13 Oktober 2010

Indonesian Government Stripped of Power to Ban Books

Camelia Pasandaran | October 13, 2010


In a landmark verdict, the Constitutional Court struck out a controversial law that gave the Indonesian Attorney General’s Office the absolute power to ban books it deemed offensive.

“The 1963 Law on Securing Printed Materials whose content could disrupt public order is against the Constitution,” said Mahfud MD, the head of the court. “The law is no longer legally binding.”

Maria Farida Indrati, another justice, said the AGO did not have the right to ban books, suggesting that any decision to halt the publication and distribution of printed material rest with the courts, including providing avenues of appeal.

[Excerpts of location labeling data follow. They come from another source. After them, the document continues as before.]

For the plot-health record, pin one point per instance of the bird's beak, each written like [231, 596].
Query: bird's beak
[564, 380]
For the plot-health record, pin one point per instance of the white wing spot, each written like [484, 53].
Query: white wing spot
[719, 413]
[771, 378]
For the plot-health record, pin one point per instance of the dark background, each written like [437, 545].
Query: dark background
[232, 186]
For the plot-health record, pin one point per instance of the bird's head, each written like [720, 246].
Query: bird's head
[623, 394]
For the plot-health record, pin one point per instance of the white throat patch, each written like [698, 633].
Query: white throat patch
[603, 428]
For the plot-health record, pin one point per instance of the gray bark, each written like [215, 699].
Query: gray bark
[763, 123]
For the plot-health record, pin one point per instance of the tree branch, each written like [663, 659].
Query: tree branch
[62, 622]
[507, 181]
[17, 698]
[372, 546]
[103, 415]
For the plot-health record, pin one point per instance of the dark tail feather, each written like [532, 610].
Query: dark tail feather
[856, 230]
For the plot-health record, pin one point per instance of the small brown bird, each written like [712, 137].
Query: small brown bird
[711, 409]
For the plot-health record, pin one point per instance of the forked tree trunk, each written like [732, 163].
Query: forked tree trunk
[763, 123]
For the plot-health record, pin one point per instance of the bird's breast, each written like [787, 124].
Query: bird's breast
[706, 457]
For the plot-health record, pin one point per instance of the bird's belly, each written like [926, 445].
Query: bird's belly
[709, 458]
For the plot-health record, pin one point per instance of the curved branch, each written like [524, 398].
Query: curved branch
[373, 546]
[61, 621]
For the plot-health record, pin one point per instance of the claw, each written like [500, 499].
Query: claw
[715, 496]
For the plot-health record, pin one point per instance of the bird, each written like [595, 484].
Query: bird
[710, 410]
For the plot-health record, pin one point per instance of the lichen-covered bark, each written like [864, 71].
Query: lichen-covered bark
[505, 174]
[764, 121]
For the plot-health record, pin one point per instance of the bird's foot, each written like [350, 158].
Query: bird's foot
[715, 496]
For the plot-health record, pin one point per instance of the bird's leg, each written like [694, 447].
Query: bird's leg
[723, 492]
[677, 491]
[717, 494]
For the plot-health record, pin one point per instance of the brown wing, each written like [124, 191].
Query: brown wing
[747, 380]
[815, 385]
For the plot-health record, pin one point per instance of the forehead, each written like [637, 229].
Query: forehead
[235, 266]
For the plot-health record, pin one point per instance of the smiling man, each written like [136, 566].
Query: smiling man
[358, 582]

Justice Muhammad Alim said that solely empowering the AGO to ban books was as “authoritarian approach” that had no place in a nation based on laws.

The law was used under the regime of former dictator Suharto to clamp down on dissent.

In the past six years, however, it has been used by the AGO to ban 22 books, most of them dealing with the murky coup attempt in 1965. The AGO’s latest blacklist included a book on the mass murder of suspected communists in 1965/66, the insurgency in Papua and two books on religion.

The legal challenge to the law was mounted by media watchdog PR2Media, which argued the AGO’s powers curtailed freedom of expression.